Prosody involves pitch, volume, and word emphasis in order to convey emotional tone, to clarify word meanings, and to determine types of sentences (e.g., the difference between a statement and a question). Communicating emotions through speech is complex and contains a wide array of speech variations depending on a given emotional state. There may be variations in pitch, speech tempo, rhythm, voice quality, loudness, and pronunciation (Mozziconacci, 2002). For example, a person who is sad may speak slowly, using a soft voice. Yet tone of voice can be misleading without context. Faces often provide an emotional context for tone of voice.
Facial expressions share an enormous amount of emotional information that is easy for most people to understand. In fact, Ekman and Friesen (1969) found that there are six universally recognizable human emotions: anger, disgust, fear, happiness, sadness, and surprise. Ekman’s (1977) Facial Action Coding System was developed to code universal human facial expressions into general patterns regardless of race, age, sex, or ethnicity. They found that facial expressions are comprised of specific muscle movements, called facial action units.
Each facial action unit is assigned a number, which corresponds to a specific set of muscles and the movements they create when stimulated. For example, in order for a person to be viewed as “happy,” they have to display a combination of facial action units: 6+12+25.
While texts, GIFs, emojis, and other tools can express emotions to some degree, the combination of facial expressions, spoken words, and tone of voice seems to be the most effective, and humanly innate, system for sharing and understanding feelings.

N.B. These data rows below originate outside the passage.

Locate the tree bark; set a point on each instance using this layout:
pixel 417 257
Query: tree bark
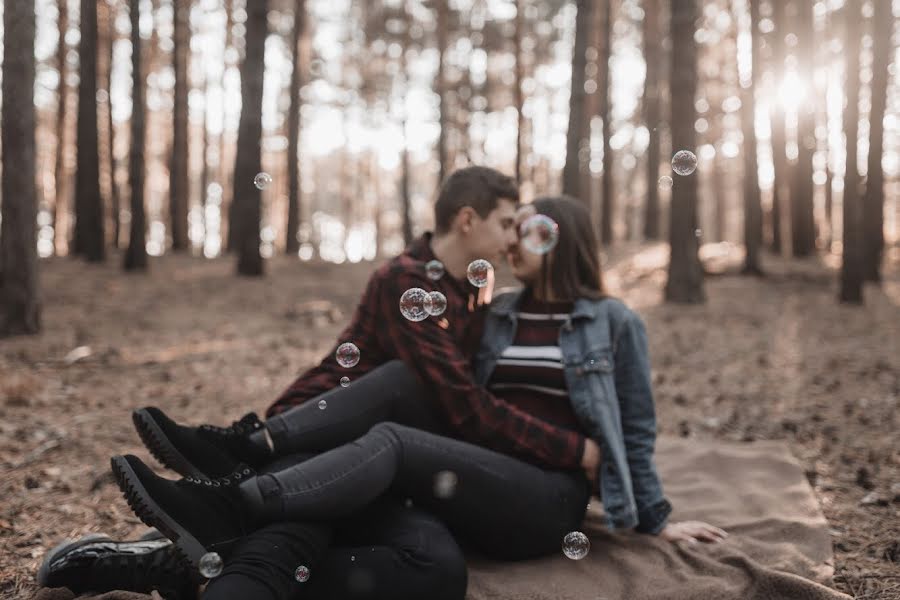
pixel 20 302
pixel 803 237
pixel 873 201
pixel 851 265
pixel 685 276
pixel 578 130
pixel 653 59
pixel 136 255
pixel 292 244
pixel 248 161
pixel 89 237
pixel 179 181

But what if a person struggles to learn social cues by participating in conversations, spending time in groups, or watching others in their environment?

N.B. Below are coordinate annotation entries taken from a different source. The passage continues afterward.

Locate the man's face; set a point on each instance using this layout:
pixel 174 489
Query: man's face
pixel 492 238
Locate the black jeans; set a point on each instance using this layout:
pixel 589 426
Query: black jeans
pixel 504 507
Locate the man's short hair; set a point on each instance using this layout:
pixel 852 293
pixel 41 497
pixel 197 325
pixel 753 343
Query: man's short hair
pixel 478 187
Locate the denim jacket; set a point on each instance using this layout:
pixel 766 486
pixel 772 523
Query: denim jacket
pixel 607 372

Recent technological advances in facial recognition and synthesized speech technology offer potential solutions for these unique individuals and many others. Research shows that a combination of facial expressions and tone of voice can improve the perception of emotional content within speech (Johnstone, et al. 2006; Brady & Guggemos, 2018). As an educational tool, synthesized emotional communication systems, which include facial expressions and tone of voice, could potentially help people with autism learn to share and understand emotional content within social settings. By using these tools, people with autism could have more opportunities to participate in the rapidly changing physical and virtual social communities, in which we all now live.